More beautiful and romantic were when the orcas came into range at night. Paul’s hyrdophones heard every noise in the ocean for miles around and didn’t discriminate. Boats, dolphins, tugs, waves crashing into the shore, and of course the orcas. Any time they made a peep it was up to someone to go to the lab, hit record, slap on the headphones, and listen. I learned to love the sleepless nights, watching the moon slowly move across the sky, reflecting off Blackfish sound as the early morning summer light slowly reappeared. Stay up long enough and just maybe Helena would surprise you with cinnamon rolls, steam still streaming out of them, icing oozing over the sides.

Those nights by yourself gave you plenty of time to think. I was due to return to Fairbanks in the fall, a place that could not be more different from the water drenched rain coast of British Columbia. I loved the climate, how the forest turned green with just a few hours of rain, every square inch filled with life, the greenery stretching all the way to the ocean before finally conceding to the power of salt water and tides. I needed to come back, not necessarily to this place, but to this climate. It was in the lab one night that Juneau first crept into my conscious. I had taken a chance, running off to a place I’d never seen, to live with people I didn’t know, and encounter things I hadn’t prepared for. Like rampaging humpbacks, invisible cougars, and those goofy boat engines and I was anxious to do it again.

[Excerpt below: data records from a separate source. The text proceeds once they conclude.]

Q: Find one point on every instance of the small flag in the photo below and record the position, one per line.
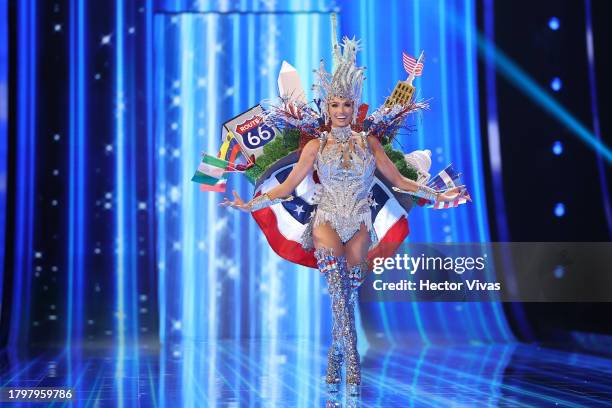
(447, 178)
(451, 204)
(219, 186)
(231, 152)
(211, 174)
(411, 65)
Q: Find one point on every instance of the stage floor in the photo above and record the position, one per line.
(290, 373)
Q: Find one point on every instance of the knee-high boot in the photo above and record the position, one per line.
(334, 270)
(353, 364)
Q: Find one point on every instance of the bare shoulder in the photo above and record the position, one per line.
(374, 143)
(311, 147)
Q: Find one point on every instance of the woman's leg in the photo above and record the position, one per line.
(329, 253)
(356, 250)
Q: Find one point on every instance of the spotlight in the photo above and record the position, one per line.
(553, 23)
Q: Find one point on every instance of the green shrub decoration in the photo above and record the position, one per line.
(281, 146)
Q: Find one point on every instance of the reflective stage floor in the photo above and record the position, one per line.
(290, 373)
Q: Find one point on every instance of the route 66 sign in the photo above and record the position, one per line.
(250, 131)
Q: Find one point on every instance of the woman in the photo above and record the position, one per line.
(341, 229)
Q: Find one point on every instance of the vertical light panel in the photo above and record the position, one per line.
(77, 187)
(4, 63)
(25, 174)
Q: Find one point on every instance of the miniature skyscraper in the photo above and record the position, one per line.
(404, 91)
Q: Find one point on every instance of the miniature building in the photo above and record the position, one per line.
(402, 94)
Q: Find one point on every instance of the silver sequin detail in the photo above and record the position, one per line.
(344, 336)
(343, 193)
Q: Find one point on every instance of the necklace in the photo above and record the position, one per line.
(342, 135)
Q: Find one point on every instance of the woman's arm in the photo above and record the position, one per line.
(388, 169)
(300, 170)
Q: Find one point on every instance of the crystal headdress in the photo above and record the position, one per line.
(347, 78)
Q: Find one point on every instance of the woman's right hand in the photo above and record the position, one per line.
(237, 203)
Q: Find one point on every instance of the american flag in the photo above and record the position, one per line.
(410, 65)
(284, 223)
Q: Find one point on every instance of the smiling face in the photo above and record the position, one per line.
(340, 111)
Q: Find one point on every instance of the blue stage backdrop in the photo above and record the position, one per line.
(218, 277)
(109, 228)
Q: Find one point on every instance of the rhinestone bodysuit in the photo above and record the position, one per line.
(346, 174)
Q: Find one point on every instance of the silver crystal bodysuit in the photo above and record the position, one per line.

One of my final night shifts saw the orcas take an unexpected turn into Blackney Pass and continue north into Blackfish sound, moving right past the lab. Helena and I were both up, and we put the headphones down for a moment and stepped onto the porch. The ocean was flat calm, there were no boats or waves, no light save for the half moon above us. From miles away we could hear them in the perfect silence. Their blows gliding across the ocean, echoing off the rocks.

We said nothing, words would have ruined it as we listened to them come closer and closer, Helena taps my arm, and in the moonlight I could see her pointing to a spot on the water, right where the moonlight was widest. A shadow moved across the beam of light, than another, and than three more as the pod all surfaced, their silhouettes illuminated for the briefest moment. And than the phantoms were gone, slipping back into the inky ocean. There’s the rustle of water as the waves close over the whales’ backs, and all is silent again. As if they were never there. I turn to Helena, a pair of tears running down my cheeks, my heart in my throat. I wanted to thank her and Paul for opening up their home, for letting me taste this life, for letting me be a part of something so much bigger than me but all I could do was smile.

I rub the fog off the inside of the window and make out the outline of the ferry pulling into the Alert Bay dock, the first step on my way back to the real world. I set the empty beer mug on the table, grabbed my duffel back, crusted with mud and dirt now, and trudge into the rain. On the ferry I snap a picture of the Alert Bay sign through rain streaked windows, and feel the boat slowly, painfully pull away. I slip on my headphones and settle back for the 45-minute ride, silently vowing to myself that this wouldn’t be the last time I’d be here.